How to Check Your Pulse Manually
Sit down and rest quietly for a few minutes before you start. You can check at two spots: your wrist or your neck.
For your wrist, turn one hand palm up. Place the tips of your index and middle fingers on the inside of the opposite wrist, just below the thumb, in the groove between the bone and the tendon. Press lightly until you feel a steady tapping. Pressing too hard can actually block blood flow and make the pulse harder to detect.
For your neck, place those same two fingertips in the groove beside your windpipe on one side. Don’t press on both sides of your neck at the same time, as this can make you dizzy or cause you to faint.
Once you feel the beat, count for a full 60 seconds while watching a clock.

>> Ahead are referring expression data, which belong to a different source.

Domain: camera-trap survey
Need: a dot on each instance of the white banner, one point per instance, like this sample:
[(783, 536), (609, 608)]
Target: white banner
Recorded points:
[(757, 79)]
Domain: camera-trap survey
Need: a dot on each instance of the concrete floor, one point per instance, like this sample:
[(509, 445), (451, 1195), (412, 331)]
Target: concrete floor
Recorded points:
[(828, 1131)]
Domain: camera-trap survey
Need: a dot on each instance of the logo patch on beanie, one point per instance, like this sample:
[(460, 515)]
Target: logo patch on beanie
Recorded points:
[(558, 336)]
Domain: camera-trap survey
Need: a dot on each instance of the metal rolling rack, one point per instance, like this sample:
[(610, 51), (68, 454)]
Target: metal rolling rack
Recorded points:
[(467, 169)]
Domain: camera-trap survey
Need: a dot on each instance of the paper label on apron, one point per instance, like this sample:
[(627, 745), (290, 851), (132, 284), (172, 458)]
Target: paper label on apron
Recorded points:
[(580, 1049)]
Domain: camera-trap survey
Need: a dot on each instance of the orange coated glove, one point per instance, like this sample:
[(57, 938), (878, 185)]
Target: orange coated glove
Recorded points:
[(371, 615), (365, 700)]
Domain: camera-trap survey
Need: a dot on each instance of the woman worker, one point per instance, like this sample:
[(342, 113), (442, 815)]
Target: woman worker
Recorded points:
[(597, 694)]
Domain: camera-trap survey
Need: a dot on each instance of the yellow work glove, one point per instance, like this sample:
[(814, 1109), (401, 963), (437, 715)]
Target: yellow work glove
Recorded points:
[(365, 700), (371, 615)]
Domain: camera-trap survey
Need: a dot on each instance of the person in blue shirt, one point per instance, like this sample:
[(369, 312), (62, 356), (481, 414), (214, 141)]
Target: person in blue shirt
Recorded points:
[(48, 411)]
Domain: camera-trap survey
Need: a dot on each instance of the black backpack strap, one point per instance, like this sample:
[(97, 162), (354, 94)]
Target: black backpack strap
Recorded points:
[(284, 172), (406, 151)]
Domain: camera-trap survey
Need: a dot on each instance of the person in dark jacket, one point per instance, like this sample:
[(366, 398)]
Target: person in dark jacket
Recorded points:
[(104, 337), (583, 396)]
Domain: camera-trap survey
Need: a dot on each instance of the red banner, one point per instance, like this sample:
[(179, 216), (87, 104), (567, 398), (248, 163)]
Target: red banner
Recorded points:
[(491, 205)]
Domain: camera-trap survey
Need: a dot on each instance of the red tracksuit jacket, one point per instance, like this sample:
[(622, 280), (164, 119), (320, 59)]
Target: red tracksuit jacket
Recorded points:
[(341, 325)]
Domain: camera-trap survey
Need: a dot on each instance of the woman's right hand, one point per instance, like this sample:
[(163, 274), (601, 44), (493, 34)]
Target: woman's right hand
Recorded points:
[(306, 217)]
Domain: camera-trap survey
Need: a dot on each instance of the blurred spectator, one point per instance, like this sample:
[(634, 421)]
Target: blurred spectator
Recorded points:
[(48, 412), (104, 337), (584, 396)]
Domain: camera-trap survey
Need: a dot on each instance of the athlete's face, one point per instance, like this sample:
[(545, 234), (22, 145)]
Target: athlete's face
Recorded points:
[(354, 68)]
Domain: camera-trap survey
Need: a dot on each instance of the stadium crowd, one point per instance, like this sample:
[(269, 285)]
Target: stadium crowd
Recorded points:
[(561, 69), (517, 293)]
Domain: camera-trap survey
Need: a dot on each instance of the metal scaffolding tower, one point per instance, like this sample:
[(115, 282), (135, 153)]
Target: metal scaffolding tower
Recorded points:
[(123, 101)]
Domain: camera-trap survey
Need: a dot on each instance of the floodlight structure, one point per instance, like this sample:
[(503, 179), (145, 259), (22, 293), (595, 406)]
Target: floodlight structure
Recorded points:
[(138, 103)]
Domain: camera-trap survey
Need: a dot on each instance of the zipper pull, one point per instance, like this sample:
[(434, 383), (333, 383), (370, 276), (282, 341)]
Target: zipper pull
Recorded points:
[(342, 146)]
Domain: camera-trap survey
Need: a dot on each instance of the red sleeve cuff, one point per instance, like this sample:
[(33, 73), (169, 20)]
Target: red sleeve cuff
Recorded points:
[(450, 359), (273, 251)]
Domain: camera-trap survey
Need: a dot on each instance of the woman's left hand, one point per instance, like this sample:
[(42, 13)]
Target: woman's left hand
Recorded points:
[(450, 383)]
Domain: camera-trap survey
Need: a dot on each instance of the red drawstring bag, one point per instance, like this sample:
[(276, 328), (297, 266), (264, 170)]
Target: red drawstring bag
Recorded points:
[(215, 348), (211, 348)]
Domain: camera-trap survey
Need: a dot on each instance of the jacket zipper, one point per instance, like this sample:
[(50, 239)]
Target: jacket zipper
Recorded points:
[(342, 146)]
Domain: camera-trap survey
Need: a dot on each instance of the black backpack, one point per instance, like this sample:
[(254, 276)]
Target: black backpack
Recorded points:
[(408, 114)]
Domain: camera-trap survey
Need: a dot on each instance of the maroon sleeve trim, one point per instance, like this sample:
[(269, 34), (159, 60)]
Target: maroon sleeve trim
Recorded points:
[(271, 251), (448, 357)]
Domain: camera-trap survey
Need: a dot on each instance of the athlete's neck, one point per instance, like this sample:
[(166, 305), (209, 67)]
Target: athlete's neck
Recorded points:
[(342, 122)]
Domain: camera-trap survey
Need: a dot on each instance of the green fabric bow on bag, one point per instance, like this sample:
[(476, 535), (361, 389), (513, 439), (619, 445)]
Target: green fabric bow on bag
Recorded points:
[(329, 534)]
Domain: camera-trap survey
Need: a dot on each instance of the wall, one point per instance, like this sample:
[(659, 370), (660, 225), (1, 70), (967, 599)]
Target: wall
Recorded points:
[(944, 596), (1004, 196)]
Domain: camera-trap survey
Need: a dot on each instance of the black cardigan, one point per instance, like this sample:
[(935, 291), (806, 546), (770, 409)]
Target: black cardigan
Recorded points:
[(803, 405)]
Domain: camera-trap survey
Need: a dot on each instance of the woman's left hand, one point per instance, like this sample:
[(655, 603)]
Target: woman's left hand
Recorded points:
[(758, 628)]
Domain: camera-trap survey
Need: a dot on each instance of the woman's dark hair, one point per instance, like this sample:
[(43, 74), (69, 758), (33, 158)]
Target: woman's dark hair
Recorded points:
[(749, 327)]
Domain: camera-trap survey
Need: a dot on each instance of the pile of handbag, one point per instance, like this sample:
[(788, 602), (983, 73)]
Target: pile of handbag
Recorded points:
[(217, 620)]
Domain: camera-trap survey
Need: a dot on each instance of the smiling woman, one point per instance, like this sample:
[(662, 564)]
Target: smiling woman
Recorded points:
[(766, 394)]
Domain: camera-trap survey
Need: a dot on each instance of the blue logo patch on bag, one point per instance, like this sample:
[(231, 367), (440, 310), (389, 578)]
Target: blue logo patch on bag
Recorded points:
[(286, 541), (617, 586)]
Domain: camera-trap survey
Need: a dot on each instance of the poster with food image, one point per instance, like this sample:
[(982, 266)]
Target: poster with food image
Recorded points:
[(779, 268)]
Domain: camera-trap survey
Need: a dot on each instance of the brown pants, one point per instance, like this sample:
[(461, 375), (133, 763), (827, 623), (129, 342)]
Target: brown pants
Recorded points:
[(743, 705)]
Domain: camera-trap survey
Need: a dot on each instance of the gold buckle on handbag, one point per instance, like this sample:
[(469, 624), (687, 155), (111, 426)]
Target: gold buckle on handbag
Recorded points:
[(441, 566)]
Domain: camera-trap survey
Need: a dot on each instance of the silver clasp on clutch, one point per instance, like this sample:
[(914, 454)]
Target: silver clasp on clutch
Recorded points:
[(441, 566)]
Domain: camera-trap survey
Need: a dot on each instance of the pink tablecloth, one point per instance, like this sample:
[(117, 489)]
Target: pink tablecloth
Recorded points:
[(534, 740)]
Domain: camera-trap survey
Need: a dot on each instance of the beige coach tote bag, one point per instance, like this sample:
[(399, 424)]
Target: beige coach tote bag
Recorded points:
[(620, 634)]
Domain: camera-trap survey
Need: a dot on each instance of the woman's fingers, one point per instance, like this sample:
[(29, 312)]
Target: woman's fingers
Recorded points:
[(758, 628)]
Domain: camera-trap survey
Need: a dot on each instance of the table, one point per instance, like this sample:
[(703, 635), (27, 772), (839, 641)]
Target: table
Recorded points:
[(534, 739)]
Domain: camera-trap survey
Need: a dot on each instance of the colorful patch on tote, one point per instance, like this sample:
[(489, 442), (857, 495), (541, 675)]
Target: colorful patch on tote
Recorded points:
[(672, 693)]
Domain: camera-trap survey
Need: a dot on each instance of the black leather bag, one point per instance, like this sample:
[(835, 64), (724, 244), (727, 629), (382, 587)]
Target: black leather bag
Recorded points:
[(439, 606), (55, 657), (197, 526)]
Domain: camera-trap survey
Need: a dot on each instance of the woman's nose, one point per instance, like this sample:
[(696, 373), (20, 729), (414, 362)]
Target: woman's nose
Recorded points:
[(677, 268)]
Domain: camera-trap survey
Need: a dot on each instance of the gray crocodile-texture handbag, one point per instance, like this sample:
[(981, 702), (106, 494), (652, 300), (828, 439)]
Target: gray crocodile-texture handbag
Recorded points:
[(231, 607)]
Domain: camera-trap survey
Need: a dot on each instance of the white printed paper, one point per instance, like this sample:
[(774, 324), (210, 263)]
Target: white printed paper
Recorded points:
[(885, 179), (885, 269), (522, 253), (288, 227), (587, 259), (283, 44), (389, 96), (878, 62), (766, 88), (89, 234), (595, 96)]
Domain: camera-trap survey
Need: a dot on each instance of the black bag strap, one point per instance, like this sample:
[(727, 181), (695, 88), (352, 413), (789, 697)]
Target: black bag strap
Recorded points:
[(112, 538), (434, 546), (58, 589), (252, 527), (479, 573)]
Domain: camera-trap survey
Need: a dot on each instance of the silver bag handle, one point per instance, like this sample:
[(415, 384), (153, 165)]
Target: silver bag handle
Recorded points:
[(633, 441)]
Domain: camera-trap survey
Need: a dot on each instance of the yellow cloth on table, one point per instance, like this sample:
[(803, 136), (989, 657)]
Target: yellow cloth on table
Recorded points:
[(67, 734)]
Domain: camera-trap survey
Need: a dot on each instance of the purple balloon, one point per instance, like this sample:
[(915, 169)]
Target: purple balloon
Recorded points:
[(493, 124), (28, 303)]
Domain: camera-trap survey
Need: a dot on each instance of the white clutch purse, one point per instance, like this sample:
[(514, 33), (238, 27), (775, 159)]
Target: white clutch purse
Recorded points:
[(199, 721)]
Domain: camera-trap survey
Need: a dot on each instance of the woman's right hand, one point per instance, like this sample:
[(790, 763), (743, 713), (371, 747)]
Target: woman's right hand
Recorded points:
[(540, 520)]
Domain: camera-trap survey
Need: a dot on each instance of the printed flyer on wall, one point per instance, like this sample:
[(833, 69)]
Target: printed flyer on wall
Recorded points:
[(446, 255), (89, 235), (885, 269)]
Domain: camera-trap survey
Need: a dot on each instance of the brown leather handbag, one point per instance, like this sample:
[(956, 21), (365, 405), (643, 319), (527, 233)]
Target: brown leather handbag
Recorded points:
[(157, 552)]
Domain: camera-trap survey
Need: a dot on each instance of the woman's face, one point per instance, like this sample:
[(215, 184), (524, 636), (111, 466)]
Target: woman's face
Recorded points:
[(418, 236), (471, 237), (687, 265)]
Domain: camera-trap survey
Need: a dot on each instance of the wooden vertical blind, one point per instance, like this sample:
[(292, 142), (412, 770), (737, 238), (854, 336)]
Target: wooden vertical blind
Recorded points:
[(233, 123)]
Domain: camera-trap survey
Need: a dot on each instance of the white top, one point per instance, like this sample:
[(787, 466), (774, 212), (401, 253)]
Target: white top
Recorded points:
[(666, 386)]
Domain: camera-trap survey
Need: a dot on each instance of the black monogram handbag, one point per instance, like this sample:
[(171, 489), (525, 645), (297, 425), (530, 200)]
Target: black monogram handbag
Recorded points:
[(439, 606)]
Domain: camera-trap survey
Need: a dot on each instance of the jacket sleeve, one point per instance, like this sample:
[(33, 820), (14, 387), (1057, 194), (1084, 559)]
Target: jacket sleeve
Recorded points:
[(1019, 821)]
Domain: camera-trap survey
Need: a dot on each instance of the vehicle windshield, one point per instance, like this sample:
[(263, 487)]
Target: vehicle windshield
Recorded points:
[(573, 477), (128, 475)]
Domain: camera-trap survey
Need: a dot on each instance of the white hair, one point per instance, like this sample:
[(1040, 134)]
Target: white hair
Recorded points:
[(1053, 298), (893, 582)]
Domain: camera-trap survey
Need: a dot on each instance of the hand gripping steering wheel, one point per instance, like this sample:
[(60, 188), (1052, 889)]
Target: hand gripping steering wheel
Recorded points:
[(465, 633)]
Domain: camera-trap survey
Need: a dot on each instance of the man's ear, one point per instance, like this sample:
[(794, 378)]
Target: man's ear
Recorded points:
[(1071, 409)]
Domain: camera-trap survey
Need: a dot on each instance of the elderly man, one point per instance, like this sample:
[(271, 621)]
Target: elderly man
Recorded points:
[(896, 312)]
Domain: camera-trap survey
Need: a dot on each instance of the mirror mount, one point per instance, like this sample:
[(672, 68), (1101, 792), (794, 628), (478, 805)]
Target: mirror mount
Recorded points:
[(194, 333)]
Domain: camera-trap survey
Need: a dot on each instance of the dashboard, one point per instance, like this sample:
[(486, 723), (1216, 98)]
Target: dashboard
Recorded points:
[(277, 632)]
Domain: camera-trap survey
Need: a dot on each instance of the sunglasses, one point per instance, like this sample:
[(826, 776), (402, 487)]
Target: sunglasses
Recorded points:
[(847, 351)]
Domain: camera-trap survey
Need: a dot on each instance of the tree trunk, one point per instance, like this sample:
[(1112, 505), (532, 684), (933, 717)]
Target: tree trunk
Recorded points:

A quicker method is to count for 15 seconds and multiply by four, though the full minute gives you a more accurate number and lets you notice any irregularity in the rhythm.
How Accurate Are Smartwatches?
Wrist-worn heart rate monitors are reasonably reliable at rest. A study published in the Journal of the American College of Cardiology found that at rest, wearable devices were off by an average of about 5 beats per minute compared to a medical-grade ECG in people with normal heart rhythms. That’s close enough to be useful for everyday tracking.
Accuracy drops during exercise. At peak exertion, the average error grew to nearly 14 bpm in people with normal rhythms. For people with atrial fibrillation (a common irregular heartbeat), the numbers were much worse: off by about 29 bpm on average during exercise, with some devices deviating by 30 bpm or more. If you have an irregular heartbeat, wearable readings during exercise are not dependable. A manual check or a chest-strap monitor will be more reliable.
Using Your Pulse Rate During Exercise
Your pulse is one of the simplest ways to gauge workout intensity. To estimate your maximum heart rate, multiply your age by 0.7 and subtract the result from 208. For a 40-year-old, that works out to 208 minus 28, or 180 bpm.
From there, exercise intensity breaks down into two main zones. Moderate intensity, the kind you’d hit during a brisk walk or casual bike ride, falls between 50% and 70% of your maximum. For that same 40-year-old, that’s roughly 90 to 126 bpm. Vigorous intensity, like running or high-intensity interval training, corresponds to 70% to 85% of your maximum, or about 126 to 153 bpm.
These are estimates. The formula works well for population averages but can be off by 10 to 15 bpm for any individual. How you feel during exercise, whether you can hold a conversation or are gasping for air, remains a reliable complement to the numbers on your wrist.